上面代码中的runCleaner（）方法就是将我们CleanerTask加入任务队列中

  public Boolean runCleaner() {
    CleanerTask task = new CleanerTask(this.oldFileDir, true);
    POOL.submit(task);
    return task.join();
  }

LogCleaner 日志清理类

LogCleaner类是清理日志数据，LogCleaner 父类 CleanerChore 类中的私有类CleanerTask（该类继承RecursiveTask类，不做过多介绍，想了解的可以百度 ForkJoinTask ）, 的 compute()方法是定时清理的关键，这里获取了所有oldWALs目录下的文件，并进行选择性删除

@Override
    protected Boolean compute() {
      LOG.trace("Cleaning under " + dir);
      List<FileStatus> subDirs;
      List<FileStatus> tmpFiles;
      final List<FileStatus> files;
      try {
        // if dir doesn't exist, we'll get null back for both of these
        // which will fall through to succeeding.
        subDirs = FSUtils.listStatusWithStatusFilter(fs, dir, new FileStatusFilter() {
          @Override
          public boolean accept(FileStatus f) {
            return f.isDirectory();
          }
        });
        if (subDirs == null) {
          subDirs = Collections.emptyList();
        }
        //获取oldWALs目录下文件
        tmpFiles = FSUtils.listStatusWithStatusFilter(fs, dir, new FileStatusFilter() {
          @Override
          public boolean accept(FileStatus f) {
            return f.isFile();
          }
        });
        files = tmpFiles == null ? Collections.<FileStatus>emptyList() : tmpFiles;
      } catch (IOException ioe) {
        LOG.warn("failed to get FileStatus for contents of '" + dir + "'", ioe);
        return false;
      }

      boolean allFilesDeleted = true;
      if (!files.isEmpty()) {
        allFilesDeleted = deleteAction(new Action<Boolean>() {
          @Override
          public Boolean act() throws IOException {
            //files 是oldWALs目录下所有文件
            return checkAndDeleteFiles(files);
          }
        }, "files");
      }

      boolean allSubdirsDeleted = true;
      if (!subDirs.isEmpty()) {
        final List<CleanerTask> tasks = Lists.newArrayListWithCapacity(subDirs.size());
        for (FileStatus subdir : subDirs) {
          CleanerTask task = new CleanerTask(subdir, false);
          tasks.add(task);
          //任务
          task.fork();
        }
        allSubdirsDeleted = deleteAction(new Action<Boolean>() {
          @Override
          public Boolean act() throws IOException {
            return getCleanResult(tasks);
          }
        }, "subdirs");
      }

      boolean result = allFilesDeleted && allSubdirsDeleted;
      // if and only if files and subdirs under current dir are deleted successfully, and
      // it is not the root dir, then task will try to delete it.
      if (result && !root) {
        result &= deleteAction(new Action<Boolean>() {
          @Override
          public Boolean act() throws IOException {
            return fs.delete(dir, false);
          }
        }, "dir");
      }
      return result;
    }

上一步中调用了 checkAndDeleteFiles(files) 方法，该方法的作用是：通过每个清理程序运行给定的文件，以查看是否应删除该文件，并在必要时将其删除。

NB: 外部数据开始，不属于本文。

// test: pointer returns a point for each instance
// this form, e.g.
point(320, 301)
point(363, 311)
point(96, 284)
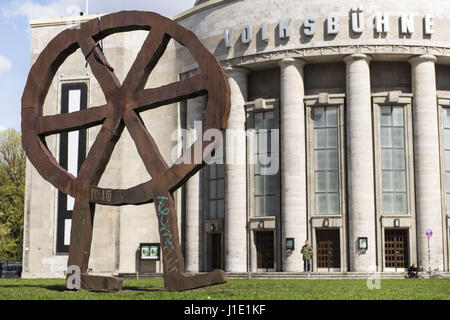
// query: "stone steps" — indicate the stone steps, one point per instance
point(288, 275)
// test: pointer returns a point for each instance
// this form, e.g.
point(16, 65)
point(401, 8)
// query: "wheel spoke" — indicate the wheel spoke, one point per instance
point(67, 122)
point(146, 146)
point(174, 92)
point(100, 66)
point(152, 50)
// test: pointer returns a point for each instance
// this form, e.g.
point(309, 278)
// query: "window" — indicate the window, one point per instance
point(446, 121)
point(72, 152)
point(264, 185)
point(216, 191)
point(326, 160)
point(393, 160)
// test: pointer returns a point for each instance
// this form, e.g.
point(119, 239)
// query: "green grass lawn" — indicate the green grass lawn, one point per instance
point(252, 289)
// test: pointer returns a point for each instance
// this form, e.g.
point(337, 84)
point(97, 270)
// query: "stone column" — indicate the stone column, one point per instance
point(426, 157)
point(361, 191)
point(236, 175)
point(293, 162)
point(194, 206)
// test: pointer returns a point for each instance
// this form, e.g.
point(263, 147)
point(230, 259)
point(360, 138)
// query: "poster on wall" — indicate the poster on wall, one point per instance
point(150, 251)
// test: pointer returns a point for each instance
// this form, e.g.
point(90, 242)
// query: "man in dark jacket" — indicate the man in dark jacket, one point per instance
point(307, 256)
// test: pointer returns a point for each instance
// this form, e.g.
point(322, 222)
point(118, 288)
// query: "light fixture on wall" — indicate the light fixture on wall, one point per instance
point(290, 244)
point(363, 243)
point(261, 224)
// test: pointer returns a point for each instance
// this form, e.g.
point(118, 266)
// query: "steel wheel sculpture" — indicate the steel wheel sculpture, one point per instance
point(124, 102)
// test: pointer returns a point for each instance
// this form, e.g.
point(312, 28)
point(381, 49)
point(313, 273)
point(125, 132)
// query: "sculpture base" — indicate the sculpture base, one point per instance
point(182, 282)
point(100, 284)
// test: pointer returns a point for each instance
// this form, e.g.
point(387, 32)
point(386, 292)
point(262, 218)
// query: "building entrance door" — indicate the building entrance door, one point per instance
point(265, 250)
point(328, 250)
point(396, 248)
point(216, 251)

输入参数是所有oldWALs目录下的文件

 /**
   * Run the given files through each of the cleaners to see if it should be deleted, deleting it if
   * necessary.
   * 通过每个清理程序运行给定的文件，以查看是否应删除该文件，并在必要时将其删除。
   * @param files List of FileStatus for the files to check (and possibly delete)
   * @return true iff successfully deleted all files
   */
  private boolean checkAndDeleteFiles(List<FileStatus> files) {
    if (files == null) {
      return true;
    }

    // first check to see if the path is valid
    List<FileStatus> validFiles = Lists.newArrayListWithCapacity(files.size());
    List<FileStatus> invalidFiles = Lists.newArrayList();
    for (FileStatus file : files) {
      if (validate(file.getPath())) {
        validFiles.add(file);
      } else {
        LOG.warn("Found a wrongly formatted file: " + file.getPath() + " - will delete it.");
        invalidFiles.add(file);
      }
    }

    Iterable<FileStatus> deletableValidFiles = validFiles;
    // check each of the cleaners for the valid files
    for (T cleaner : cleanersChain) {
      if (cleaner.isStopped() || getStopper().isStopped()) {
        LOG.warn("A file cleaner" + this.getName() + " is stopped, won't delete any more files in:"
            + this.oldFileDir);
        return false;
      }

      Iterable<FileStatus> filteredFiles = cleaner.getDeletableFiles(deletableValidFiles);
      
      // trace which cleaner is holding on to each file
      if (LOG.isTraceEnabled()) {
        ImmutableSet<FileStatus> filteredFileSet = ImmutableSet.copyOf(filteredFiles);
        for (FileStatus file : deletableValidFiles) {
          if (!filteredFileSet.contains(file)) {
            LOG.trace(file.getPath() + " is not deletable according to:" + cleaner);
          }
        }
      }
      
      deletableValidFiles = filteredFiles;
    }
    
    Iterable<FileStatus> filesToDelete = Iterables.concat(invalidFiles, deletableValidFiles);
    return deleteFiles(filesToDelete) == files.size();
  }

ReplicationLogCleaner 日志清理类

checkAndDeleteFiles方法中又调用了 cleaner.getDeletableFiles(deletableValidFiles) ，getDeletableFiles方法在ReplicationLogCleaner类下，是判断哪些文件该删除，哪些不该删除，删除条件就是文章开头提出的是否在参与复制中，如果在参与则不删除，不在则删除。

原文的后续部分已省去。